Through stories we get to imagine adventures, love, exhilaration, societies, roles that life denies. They reflect the reader, and they shape the reader as well. Reading reviews of any popular book would reveal the spectrum of interpretation they elicit. It reveals the reader. It lays bare the ideology, the belief system, the social understanding, the political belief, the ethos and values of the reader. They are a revelation of the individual character and through them the social character of a particular time frame the reader might belong to. We have heard, “A man is known by the company he keeps”. The company of the stories one remembers, tells, listens to or reads and watches, could be counted as well!
“We are the only creature that does this unusual thing of telling stories to each other to understand the kind of creature we are” Salman Rushdie (Masterclass on Storytelling and Writing)

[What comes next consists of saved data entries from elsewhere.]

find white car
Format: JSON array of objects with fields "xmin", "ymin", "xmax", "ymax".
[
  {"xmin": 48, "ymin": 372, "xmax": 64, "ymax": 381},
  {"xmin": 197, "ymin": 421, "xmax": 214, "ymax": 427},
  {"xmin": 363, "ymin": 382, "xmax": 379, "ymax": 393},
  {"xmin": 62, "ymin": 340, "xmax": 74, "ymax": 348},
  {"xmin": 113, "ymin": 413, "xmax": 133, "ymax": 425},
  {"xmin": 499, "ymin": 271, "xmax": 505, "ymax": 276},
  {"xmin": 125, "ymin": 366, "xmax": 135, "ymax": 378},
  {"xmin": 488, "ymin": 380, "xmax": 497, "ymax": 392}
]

Walking into a classroom full of children, nothing works like magic as stories. Recently reading ‘Diwaswapan’ by Gijubhai Badheka, with a group of friends, reiterated this conviction on story telling in classrooms. The imagination with which a child can transcend a banal act like ‘walking to school’ perhaps is a clear indicator to their scale of creativity. Any conversation with teachers working with children will bear testimony to the innumerable incidents when a simple conversation or remark has blossomed to extraordinary narrations, views, creativity, interactions and ideas. They unfold into stories into no time. Every child holds a story within themselves, some possible and many not so possible, but nothing ‘impossible’! There is no room for ‘impossibility’ in their world view! Everything can have a story, everyone can have a voice, every being can experience emotions, and every conflict can be resolved! Stories are the key to explore this wonderous world between reality and make belief! The benefit of stories in the children’s life is manifold and multifaceted. It requires a major discussion.
Stories and storytelling are an intimate part of our lives. Right from birth to death, we are but anthology of tales. Some we write ourselves and some are written by others. Some are narrated by us, and some are retold by others. Some stories get an audience and some does not. Amidst the pages of our life’s book, we look for solace, kindness, love, dreams, desires, wants and drama. We seek fulfilment of our lives through the imaginations of others, the writers and the story tellers. The carefree imagination with which children weave their stories gets eroded as we age. We become too ‘real’ perhaps, and hence our stories become stories of others. Imagined, written and told by many voices but our own.
Through the characters they weave, writers and storyteller give us that courage to write our own life stories. Without them, the courage would be lost. We need our stories and our story tellers.
It is perhaps also the time to reclaim back our stories and tell them our way!